I was in a handy phone store, where I heard a customer said to the shop assistant, that his phone often behaved odd.
“Every time I answer to this, the voice of the caller starts to sound loud. It’s annoying,” he said.
That took my attention. What on earth the strange trouble came from? Wrong wiring within hardware, or bug on the software?
It seemed neither the shop assistant could understand the phenomenon. He begged the customer to explain more about it.
I kept myself from watching them directly, because they are too close to me and I thought it impolite to watch at them directly. Instead I just set my ears pointed to the conversation.

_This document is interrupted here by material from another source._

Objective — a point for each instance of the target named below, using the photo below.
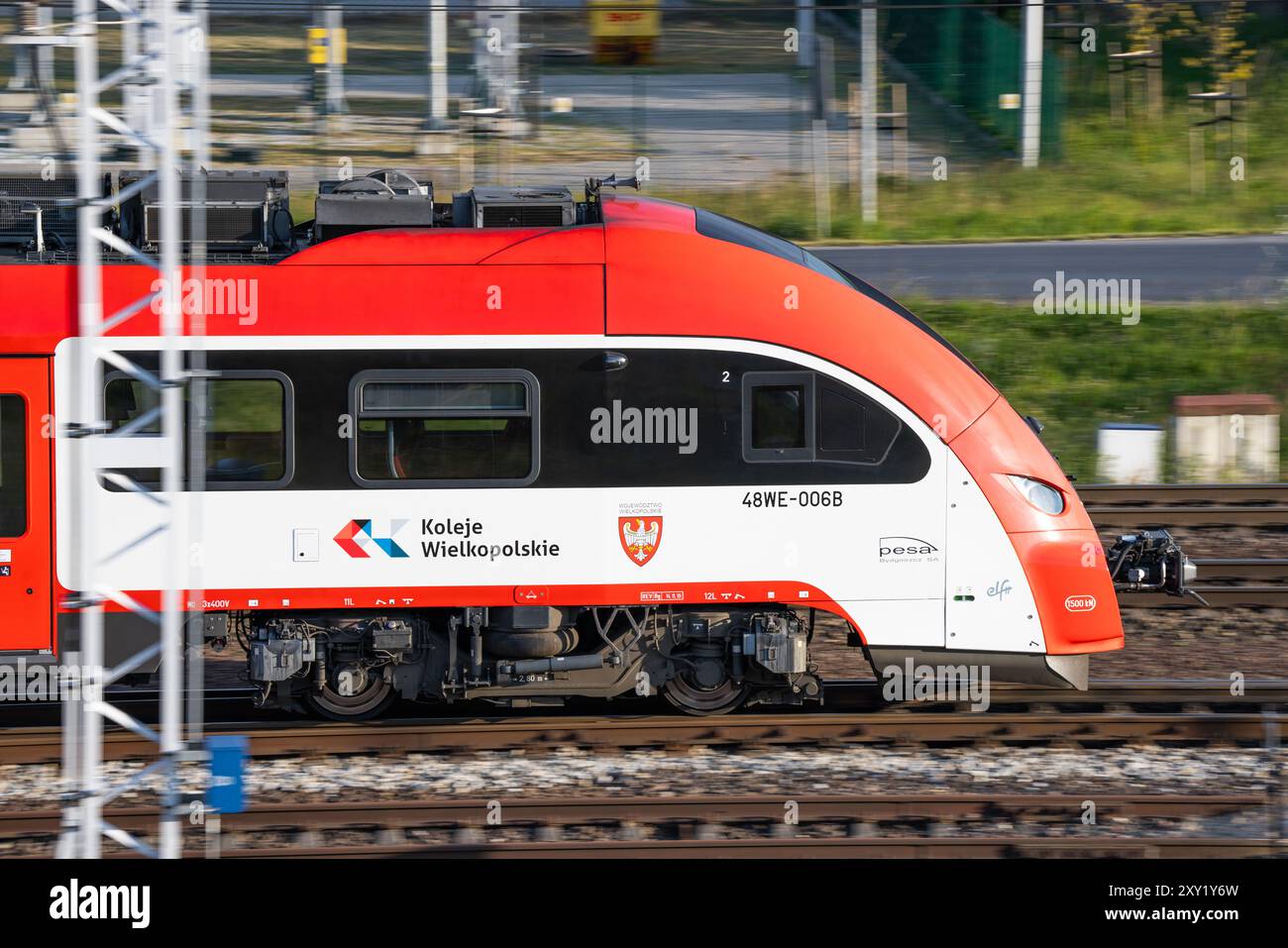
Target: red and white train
(632, 450)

That was even more interesting to me to build up an image of the phenomenon only from the talking voices.
“Whenever the handy rings, I push THIS to answer to it, then the loud voice comes from it.”

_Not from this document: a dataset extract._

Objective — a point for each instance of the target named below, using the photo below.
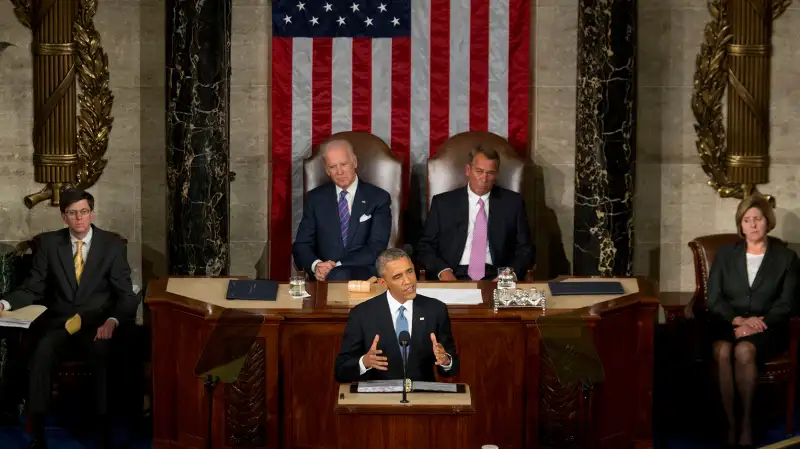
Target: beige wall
(673, 202)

“Ah…it is not the button to answer, but the one to start the speaker.”
“No, I don’t mean THIS…oh…it’s too close to THAT.”

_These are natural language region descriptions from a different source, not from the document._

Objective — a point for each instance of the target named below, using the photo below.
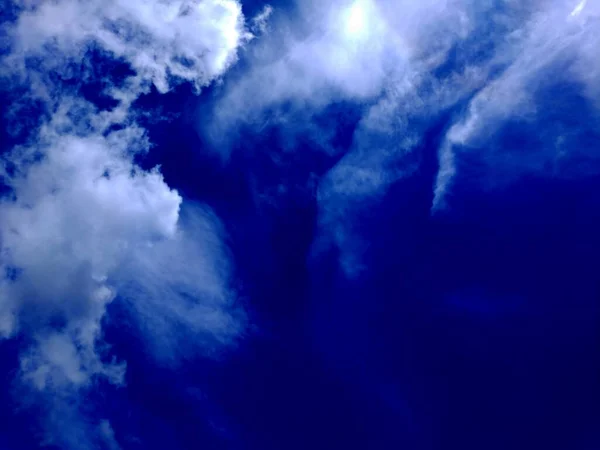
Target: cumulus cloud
(82, 223)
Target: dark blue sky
(396, 267)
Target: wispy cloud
(407, 64)
(83, 223)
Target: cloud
(191, 40)
(551, 51)
(82, 224)
(412, 66)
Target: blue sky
(361, 224)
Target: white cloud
(194, 40)
(553, 44)
(83, 224)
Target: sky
(326, 224)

“I’m afraid you might often press THIS instead of THAT.”
“Maybe you are right. I often press the button in such a hurry, that I press the wrong button. ”
“I’m sorry, the arrangement of the buttons on this model is somewhat confusing.”
So it was a trouble not on the hardware or the software, but the usability. I thought it be serious enough to be fixed. I wished that the customer’s precious information would be announced to the maker by the shop, in order to improve their products and services.